[Linux][Android] Analyzing Memory Usage.

Domain/Linux 2010.08.15 09:45

First of all, I am going to avoid way that using popular tools used in desktop Linux, because in embedded environment(embedded Linux like Android), we cannot expect them.
Before talking about memory analysis, let's look over fundamental concepts related with memory.
(This article is written based on Kernel 2.6.29)

There are 4 type of memory.
private clean, private dirty, shared clean and shared dirty are those.
* Clean vs. Dirty.
Clean means "It doesn't affect to system in point of semantics." So, we can abandon this at any time. Usually, mmap()ed or unwritten memory can be it.
Dirty is exactly opposite.
* Private vs. Shared
This is trivial.

Here is example in Android,
Shared clean : common dex files.
Private clean : application specific dex files
Shared dirty : library "live" dex structures(ex. Class objects), shared copy-on-write heap. - That's why 'Zygote' exists.
Private dirty : application "live" dex structures, application heap.
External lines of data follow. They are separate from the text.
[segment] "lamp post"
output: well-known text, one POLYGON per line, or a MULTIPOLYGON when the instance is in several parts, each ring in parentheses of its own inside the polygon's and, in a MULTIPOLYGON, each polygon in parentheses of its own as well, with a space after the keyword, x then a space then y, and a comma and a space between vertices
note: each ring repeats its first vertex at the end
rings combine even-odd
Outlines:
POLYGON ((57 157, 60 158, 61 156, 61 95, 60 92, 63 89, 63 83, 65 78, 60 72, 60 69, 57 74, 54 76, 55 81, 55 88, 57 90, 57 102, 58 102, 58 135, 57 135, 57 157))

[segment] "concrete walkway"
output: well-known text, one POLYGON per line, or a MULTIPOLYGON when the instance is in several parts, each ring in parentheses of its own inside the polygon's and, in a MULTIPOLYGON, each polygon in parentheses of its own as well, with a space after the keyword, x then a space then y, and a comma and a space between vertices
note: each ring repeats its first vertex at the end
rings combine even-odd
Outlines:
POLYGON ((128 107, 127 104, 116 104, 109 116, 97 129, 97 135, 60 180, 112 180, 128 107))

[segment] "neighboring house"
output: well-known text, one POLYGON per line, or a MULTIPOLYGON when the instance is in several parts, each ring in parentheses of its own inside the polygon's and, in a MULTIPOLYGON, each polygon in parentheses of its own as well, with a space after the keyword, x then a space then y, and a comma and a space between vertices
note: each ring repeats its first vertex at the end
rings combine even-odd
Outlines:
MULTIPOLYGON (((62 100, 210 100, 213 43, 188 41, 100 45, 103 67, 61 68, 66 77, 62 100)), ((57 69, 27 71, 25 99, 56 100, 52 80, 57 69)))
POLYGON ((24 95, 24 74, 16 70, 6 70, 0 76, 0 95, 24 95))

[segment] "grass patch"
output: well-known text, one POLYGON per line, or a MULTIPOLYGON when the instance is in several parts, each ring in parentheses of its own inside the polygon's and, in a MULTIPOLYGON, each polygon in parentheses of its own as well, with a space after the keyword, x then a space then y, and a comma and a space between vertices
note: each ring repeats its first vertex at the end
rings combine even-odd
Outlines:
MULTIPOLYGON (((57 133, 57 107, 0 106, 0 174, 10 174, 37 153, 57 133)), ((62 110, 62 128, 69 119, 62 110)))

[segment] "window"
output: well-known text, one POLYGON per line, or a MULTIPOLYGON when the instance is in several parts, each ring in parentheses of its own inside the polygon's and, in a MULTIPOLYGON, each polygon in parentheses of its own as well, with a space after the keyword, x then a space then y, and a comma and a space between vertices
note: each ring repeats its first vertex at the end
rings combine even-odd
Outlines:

Usually, clean memory is not interesting subject.
Most memory analysis is focused on dirty memory especially private dirty.
(shared dirty is also important in some cases.)

Linux uses Virtual Memory(henceforth VM). I think reader already familiar with this. Let's move one step forward. Usually, "demand paging" is used. By using "demand paging", Linux doesn't use RAM space before the page is really requested. Then what this exactly means. Let's see below codes.

#define _BUFSZ (1024*1024*10)
static int _mem[_BUFSZ];
int main (int argc, char* argv[]) {
    int i;
    /* --- (*1) --- */
    for(i=0; i<_BUFSZ; i++) {
        _mem[i] = i;
    }
    /* --- (*2) --- */
}

As you see, "sizeof(_mem)" is sizeof(int)*10*1024*1024 = 40MB (let's assume that sizeof(int)==4).
But, at (*1), _mem is not REALLY requested yet. So, Linux doesn't allocate pages in the RAM. But, at (*2), _mem is requested. So, pages for _mem is in RAM.
OK? Later, we will confirm this from the Kernel.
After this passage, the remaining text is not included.